Objectifs ambitieux, mais réalistes ?
L’Europe et les États-Unis se fixent des objectifs ambitieux pour l’intégration des SAF. L’Union européenne impose un mandat de 6 % de SAF dans les carburants d’aviation d’ici 2030, avec une augmentation progressive jusqu’à 70 % en 2050. Aux États-Unis, le gouvernement vise une production annuelle de 3 milliards de gallons de SAF d’ici 2030. Cependant, ces objectifs sont difficiles à atteindre avec une production actuelle qui ne représente que 0,2 % des besoins totaux en carburant d’aviation.
Le défi des coûts
Les SAF coûtent entre 4 et 8 dollars par gallon, soit jusqu’à 250 % à 800 % plus cher que le kérosène conventionnel, dont le prix moyen est d’environ 2 dollars par gallon. Cette disparité repose sur des processus énergivores comme l’électrolyse ou la synthèse Fischer-Tropsch, ainsi que sur la rareté des matières premières. Les crédits fiscaux, comme ceux prévus par l’Inflation Reduction Act aux États-Unis, offrent jusqu’à 1,75 dollar par gallon, mais ces incitations expirent en 2027, ce qui freine les investissements à long terme.
Un cadre réglementaire en évolution
L’Union européenne prévoit des objectifs progressifs pour encourager l’utilisation des SAF, avec une obligation de 20 % en 2035 et 70 % en 2050. Aux États-Unis, le marché est soutenu par des incitations fédérales et des partenariats public-privé. Par exemple, des entreprises comme Alaska Airlines et Microsoft ont signé des contrats d’achat anticipé avec des producteurs de SAF pour couvrir le surcoût de ces carburants.

Des enjeux environnementaux et sociaux sous tension
L’adoption massive des SAF pourrait exacerber les conflits liés à l’utilisation des terres. Produire des SAF à partir de cultures énergétiques spécifiques ou de biomasse nécessite des surfaces agricoles importantes, ce qui pourrait concurrencer les cultures alimentaires. Par exemple, Pathway Energy prévoit une production annuelle de 30 millions de gallons de SAF à partir de biomasse forestière, mais cela soulève des préoccupations sur la durabilité de l’approvisionnement, notamment avec des fournisseurs comme Drax, critiqués pour l’exploitation de forêts anciennes.
Des alternatives controversées
Les solutions telles que l’utilisation de résidus agricoles ou de microalgues offrent des perspectives intéressantes, mais leur développement reste limité. Les microalgues, par exemple, captent efficacement le CO2 et produisent des lipides transformables en SAF, mais les coûts de production restent prohibitifs, oscillant entre 2,78 et 4,80 dollars par litre, soit bien au-dessus des autres options.
Une équité à préserver
Actuellement, les subventions pour les SAF reposent souvent sur des fonds publics ou des crédits carbone issus du secteur routier. Cela transfère le coût de la transition énergétique aux contribuables, tandis que le secteur aérien reste relativement peu taxé sur ses émissions. Une taxe carbone spécifique à l’aviation ou des mandats de mélange obligatoires pourraient aider à équilibrer cette équation.

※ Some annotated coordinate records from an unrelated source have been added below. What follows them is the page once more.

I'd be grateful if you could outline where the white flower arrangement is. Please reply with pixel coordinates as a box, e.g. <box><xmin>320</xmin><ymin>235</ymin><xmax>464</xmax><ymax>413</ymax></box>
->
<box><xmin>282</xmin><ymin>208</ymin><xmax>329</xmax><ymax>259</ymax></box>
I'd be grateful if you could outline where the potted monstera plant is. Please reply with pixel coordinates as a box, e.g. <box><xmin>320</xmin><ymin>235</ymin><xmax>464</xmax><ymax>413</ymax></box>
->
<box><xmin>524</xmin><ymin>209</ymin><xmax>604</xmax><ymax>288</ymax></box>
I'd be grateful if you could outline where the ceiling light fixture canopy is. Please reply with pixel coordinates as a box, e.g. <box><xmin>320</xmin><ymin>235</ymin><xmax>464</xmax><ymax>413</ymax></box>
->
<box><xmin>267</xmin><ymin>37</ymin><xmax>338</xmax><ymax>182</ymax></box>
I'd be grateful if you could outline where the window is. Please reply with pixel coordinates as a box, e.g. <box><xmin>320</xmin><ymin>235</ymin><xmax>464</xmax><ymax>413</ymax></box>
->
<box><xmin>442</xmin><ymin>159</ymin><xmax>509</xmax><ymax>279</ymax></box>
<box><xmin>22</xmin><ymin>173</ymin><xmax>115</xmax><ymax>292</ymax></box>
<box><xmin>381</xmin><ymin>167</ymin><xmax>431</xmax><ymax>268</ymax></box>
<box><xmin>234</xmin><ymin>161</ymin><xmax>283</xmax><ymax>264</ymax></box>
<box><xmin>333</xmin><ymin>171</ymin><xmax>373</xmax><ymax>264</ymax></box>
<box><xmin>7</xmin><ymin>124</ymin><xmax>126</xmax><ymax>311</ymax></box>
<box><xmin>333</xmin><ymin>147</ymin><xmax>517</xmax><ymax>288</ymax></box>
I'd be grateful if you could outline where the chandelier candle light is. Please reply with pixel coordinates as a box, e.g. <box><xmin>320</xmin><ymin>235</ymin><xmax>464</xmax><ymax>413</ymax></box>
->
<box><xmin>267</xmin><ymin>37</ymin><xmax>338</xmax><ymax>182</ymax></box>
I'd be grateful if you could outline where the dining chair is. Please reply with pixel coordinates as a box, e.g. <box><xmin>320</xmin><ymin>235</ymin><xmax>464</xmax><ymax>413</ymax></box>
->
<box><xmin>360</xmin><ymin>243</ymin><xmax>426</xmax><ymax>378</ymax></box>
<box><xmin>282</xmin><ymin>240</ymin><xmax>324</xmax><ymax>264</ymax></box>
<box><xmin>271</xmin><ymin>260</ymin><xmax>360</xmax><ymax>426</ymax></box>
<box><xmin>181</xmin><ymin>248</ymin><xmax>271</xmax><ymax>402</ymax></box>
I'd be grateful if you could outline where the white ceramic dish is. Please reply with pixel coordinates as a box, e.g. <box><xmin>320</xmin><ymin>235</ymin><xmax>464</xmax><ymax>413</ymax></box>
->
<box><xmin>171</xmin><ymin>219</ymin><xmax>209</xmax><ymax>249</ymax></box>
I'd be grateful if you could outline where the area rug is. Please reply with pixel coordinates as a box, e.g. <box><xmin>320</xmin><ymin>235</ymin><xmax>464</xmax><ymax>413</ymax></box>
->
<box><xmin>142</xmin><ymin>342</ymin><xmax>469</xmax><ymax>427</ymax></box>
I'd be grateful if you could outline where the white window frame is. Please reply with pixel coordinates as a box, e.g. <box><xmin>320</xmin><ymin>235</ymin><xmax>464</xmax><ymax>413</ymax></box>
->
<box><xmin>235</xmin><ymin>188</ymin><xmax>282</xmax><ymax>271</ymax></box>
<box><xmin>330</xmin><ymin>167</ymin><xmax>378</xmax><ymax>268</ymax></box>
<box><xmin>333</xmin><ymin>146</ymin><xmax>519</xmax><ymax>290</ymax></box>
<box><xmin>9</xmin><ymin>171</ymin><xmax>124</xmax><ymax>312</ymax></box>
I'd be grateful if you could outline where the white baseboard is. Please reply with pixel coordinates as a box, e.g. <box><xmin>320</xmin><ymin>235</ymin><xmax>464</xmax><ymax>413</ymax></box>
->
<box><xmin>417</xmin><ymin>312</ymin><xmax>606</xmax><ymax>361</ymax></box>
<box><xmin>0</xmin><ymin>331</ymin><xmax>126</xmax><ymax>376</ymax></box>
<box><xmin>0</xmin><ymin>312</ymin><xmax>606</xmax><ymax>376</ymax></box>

Un avenir incertain, mais crucial
Selon le Rocky Mountain Institute, les SAF pourraient contribuer à 37 % des réductions d’émissions du secteur aérien d’ici 2050, tandis que les améliorations de l’efficacité énergétique représenteraient 45 %, et l’électrification des vols court-courriers 3,5 %. Cependant, atteindre ces objectifs nécessitera un investissement annuel de 170 milliards de dollars, soit un total de 4 500 milliards d’ici 2050.
La nécessité d’une action coordonnée
Pour surmonter ces défis, il est crucial de renforcer la coopération entre les gouvernements, les industriels et les citoyens. Cela inclut l’extension des incitations financières, la promotion des technologies avancées comme la capture directe du carbone et la diversification des matières premières. Par ailleurs, une réglementation mondiale harmonisée pourrait accélérer l’adoption des SAF et garantir leur durabilité.
En somme, les SAF représentent une opportunité clé pour décarboniser l’aviation, mais leur adoption nécessite des investissements massifs, des innovations technologiques et une réglementation proactive. Le défi est immense, mais il en va de la transition énergétique et de la lutte contre le réchauffement climatique.